Applebee's: Wireless Order Entry Streamlines Restaurant Operations

A new wireless LAN order entry system gave national restaurant chain Applebee's a more streamlined and flexible way of doing business.

Application: Installing a Network in a Hard-to-Retrofit Environment
Before it installed a wireless LAN, Applebee's used a total of five different systems to report sales and labor data from its restaurant locations to headquarters, which made it hard for corporate management to track the information. Standardizing the Applebee's point-of-sale system would have meant retrofitting the networks at every restaurant, but it wouldn't have been easy to install a hard-wired network at the chain's more than 50 locations. Restaurant traffic flow and equipment (such as refrigeration units and open grills) would have made running cable a major challenge.
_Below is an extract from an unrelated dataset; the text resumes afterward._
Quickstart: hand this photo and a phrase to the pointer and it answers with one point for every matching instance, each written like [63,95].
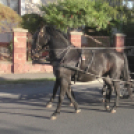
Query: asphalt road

To avoid the disadvantages of hard-wired retrofitting, Applebee's chose wireless LANs to support its new chain-wide point-of-sale system. Now, after restaurant staff take orders from customers, they punch the orders into a computer with a touch-screen monitor. A wireless network then relays the orders from the dining room to the restaurant's in-house file server. The file server handles the tasks of sales consolidation and labor reporting to headquarters via modem, over a regular phone line.

Benefits: Simpler Reporting and Less Costly, More Convenient Networking
The wireless LAN not only simplifies the reporting process and spares Applebee's the expense and inconveniences of cabling, as planned —it also lets restaurant managers put terminals anywhere they're needed. Says Applebee's manager John McDermott, "The wireless LAN gives us more flexibility. At any time I can unplug a workstation and move it to another outlet anywhere else in the restaurant, and it's still on the network. If I wanted to do that with a hard-wired system, I'd actually have to run cables there."

Another unique benefit of a wireless LAN is the way it accommodates hand-held devices, which Applebee's plans to add to its system. Restaurant staff at Applebee's will be able to use the devices while taking orders, and managers will be able to use them to collect other information.

Installation Size
The Applebee's system comprises 300 wireless LANs with nearly 2,000 workstations.